Since the recession hit we’ve heard stories of companies cutting corners or even cutting workers to try and manage the loss of business and revenue. States are now cracking down on the rising problem of misclassification. If an employer deems someone an “independent contractor” that employer can avoid paying insurance rates, taxes, overtime, or even fair wages. There were 23 states that had legislation against this practice in 2010, and since then seven more states have been cracking down, according to social responsibility site Construction Citizen.
“It’s principle for us,” said Danny Odom, COO of Odom Construction Systems, Inc. in Tennessee. “We weren’t willing to stick our heads in the sand. It’s exploiting those guys and we just don’t want to make money off of people that are being exploited.”
If Mr. Odom’s company had mislabeled his employees, they would save almost 30 percent of their labor costs. Instead, he testified on behalf of legislation that would fine companies who did this.
Some employees know the consequences and still take the risk. George Perry agreed to be labeled as an independent contractor because he needed work.
“I went along with it because I felt my back was up against the wall,” he said. “I’m the only bread winner.”
A report from the Treasury Inspector General for Tax Administration stated that for every worker earning a salary of $43,007, a company can save $3,710 in employment taxes by claiming them as an independent contractor. States must first identify these workers in order to collect on lost revenue, but it’s worth the time and trouble it might take. A New York state task force said the 20,200 instances they found in 2012 amounted to $282.5 million in unreported wages. Similarly, Connecticut reclassified 3,487 workers and recovered $68.2 million. The state will now earn revenue from taxing those wages.

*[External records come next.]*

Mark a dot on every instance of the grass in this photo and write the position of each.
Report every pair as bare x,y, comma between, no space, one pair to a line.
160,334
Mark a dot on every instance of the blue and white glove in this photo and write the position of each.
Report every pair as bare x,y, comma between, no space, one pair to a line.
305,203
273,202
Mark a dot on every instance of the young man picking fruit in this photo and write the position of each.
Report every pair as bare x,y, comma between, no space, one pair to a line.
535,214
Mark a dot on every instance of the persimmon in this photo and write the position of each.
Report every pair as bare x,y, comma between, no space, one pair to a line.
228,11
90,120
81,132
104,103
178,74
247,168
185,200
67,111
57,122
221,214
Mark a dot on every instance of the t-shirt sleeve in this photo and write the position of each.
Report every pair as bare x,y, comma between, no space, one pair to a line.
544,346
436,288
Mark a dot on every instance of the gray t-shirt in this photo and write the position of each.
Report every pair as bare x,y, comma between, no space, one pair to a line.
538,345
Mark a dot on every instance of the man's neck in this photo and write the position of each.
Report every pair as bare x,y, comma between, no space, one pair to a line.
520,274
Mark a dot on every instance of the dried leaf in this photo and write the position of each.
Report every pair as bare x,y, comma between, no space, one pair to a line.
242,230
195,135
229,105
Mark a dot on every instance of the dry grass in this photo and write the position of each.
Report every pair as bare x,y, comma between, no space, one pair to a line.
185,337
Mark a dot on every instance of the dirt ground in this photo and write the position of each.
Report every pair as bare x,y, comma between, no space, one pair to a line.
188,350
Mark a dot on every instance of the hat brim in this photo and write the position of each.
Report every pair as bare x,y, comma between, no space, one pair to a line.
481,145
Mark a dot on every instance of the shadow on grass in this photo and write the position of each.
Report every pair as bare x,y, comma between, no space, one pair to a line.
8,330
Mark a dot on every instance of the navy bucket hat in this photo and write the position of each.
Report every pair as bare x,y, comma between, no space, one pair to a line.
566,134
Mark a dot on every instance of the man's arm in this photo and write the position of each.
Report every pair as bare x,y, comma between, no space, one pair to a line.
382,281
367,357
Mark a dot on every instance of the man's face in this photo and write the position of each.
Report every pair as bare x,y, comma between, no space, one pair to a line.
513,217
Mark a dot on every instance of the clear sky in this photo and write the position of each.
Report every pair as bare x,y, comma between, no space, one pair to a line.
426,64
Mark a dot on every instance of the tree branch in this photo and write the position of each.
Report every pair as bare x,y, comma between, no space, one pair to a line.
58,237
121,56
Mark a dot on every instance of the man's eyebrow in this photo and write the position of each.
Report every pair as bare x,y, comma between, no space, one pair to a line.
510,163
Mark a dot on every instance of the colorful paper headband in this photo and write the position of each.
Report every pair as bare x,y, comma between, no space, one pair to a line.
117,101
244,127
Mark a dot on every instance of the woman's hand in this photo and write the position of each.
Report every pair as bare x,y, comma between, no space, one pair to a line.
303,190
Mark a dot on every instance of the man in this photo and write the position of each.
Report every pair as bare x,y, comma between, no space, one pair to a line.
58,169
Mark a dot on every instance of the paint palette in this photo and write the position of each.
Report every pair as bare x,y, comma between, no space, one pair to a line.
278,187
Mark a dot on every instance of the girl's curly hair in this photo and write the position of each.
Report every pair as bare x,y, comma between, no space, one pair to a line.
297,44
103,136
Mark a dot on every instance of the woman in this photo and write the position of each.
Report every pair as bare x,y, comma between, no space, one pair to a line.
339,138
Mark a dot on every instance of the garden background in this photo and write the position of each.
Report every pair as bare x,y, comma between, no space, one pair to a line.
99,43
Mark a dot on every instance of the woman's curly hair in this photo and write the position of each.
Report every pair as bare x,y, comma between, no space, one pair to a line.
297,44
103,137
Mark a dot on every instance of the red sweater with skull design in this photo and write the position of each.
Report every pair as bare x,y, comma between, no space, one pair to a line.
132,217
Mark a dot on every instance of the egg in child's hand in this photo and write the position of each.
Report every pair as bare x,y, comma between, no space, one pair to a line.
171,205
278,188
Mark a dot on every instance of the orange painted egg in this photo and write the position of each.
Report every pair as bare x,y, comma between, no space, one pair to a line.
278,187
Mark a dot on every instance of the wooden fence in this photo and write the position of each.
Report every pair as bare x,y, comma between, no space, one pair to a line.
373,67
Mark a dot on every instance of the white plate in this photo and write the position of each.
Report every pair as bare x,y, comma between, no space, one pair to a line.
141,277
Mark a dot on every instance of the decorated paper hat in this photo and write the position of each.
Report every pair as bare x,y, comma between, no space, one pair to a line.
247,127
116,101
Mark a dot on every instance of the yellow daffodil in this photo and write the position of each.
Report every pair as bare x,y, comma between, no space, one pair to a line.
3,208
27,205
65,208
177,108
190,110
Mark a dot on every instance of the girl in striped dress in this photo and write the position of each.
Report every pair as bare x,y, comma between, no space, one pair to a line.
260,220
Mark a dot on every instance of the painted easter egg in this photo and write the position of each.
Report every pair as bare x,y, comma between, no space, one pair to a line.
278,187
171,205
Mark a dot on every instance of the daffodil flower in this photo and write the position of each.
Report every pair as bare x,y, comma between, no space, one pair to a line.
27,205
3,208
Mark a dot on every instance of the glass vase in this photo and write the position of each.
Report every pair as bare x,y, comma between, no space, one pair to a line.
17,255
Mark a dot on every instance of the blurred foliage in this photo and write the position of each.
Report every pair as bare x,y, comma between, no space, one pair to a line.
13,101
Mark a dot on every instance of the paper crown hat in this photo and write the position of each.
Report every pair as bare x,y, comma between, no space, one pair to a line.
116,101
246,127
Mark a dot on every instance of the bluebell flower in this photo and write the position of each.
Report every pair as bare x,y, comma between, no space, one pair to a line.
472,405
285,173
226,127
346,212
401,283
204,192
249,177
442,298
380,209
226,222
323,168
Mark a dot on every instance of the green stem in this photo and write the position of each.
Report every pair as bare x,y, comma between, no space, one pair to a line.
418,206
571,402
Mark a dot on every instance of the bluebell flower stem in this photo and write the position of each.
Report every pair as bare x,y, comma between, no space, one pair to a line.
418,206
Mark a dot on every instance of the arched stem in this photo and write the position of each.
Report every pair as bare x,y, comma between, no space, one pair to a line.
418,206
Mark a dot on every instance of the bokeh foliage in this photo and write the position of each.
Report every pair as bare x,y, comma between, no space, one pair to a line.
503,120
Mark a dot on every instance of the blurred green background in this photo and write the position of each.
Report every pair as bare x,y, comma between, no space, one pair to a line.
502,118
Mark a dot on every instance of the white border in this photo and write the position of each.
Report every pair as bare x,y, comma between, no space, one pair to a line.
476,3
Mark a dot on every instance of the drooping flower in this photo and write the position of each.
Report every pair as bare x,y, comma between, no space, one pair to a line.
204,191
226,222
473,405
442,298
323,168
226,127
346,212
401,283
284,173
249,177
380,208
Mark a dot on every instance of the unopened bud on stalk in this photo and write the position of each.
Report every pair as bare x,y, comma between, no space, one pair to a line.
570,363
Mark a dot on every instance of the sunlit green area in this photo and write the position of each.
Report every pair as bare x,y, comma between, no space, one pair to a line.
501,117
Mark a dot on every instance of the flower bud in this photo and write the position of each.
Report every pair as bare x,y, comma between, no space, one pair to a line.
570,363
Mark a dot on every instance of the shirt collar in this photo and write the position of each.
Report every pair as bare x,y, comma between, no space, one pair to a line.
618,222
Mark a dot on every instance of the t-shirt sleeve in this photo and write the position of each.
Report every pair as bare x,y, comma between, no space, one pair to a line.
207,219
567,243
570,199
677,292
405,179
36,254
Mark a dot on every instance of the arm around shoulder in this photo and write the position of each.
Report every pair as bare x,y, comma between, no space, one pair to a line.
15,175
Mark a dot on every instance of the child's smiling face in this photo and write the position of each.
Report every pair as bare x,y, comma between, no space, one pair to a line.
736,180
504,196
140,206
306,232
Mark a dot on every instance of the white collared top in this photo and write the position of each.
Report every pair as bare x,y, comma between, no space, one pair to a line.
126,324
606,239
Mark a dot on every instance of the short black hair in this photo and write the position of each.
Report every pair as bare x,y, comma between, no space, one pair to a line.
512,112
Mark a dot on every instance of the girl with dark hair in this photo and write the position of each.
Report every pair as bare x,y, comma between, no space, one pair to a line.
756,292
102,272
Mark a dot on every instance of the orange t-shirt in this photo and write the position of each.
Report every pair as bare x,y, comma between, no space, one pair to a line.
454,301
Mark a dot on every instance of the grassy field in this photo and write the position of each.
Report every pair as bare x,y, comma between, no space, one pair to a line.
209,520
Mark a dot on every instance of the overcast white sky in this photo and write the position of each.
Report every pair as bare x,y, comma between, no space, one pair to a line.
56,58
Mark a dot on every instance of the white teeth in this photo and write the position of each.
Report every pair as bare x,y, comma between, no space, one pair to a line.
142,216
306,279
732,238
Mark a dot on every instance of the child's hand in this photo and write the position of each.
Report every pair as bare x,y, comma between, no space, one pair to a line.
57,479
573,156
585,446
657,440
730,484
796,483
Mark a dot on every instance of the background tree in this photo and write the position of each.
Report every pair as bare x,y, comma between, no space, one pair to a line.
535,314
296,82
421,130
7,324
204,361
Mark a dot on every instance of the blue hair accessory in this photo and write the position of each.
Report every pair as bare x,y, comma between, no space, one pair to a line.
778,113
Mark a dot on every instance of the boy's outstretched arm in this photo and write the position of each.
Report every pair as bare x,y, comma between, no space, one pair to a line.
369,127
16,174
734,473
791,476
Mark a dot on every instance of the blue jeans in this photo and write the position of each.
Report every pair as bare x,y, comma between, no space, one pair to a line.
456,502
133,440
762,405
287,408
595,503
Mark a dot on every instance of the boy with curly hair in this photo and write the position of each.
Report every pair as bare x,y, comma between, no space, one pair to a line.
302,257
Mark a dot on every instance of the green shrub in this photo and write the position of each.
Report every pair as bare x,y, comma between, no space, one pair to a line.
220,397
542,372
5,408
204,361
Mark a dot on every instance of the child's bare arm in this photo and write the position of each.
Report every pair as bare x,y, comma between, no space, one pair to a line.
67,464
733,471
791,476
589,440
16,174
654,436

This is of concern to us because it affects workers’ compensation insurance and premiums. It affects revenue that goes to the states who need a big enough budget to perform workplace safety inspections. It undermines the employers who do the right thing for their employees and try to protect them. The Department of Labor, though in the midst of updating their data, views this as a growing problem. It is another kind of fraud that can no longer be ignored.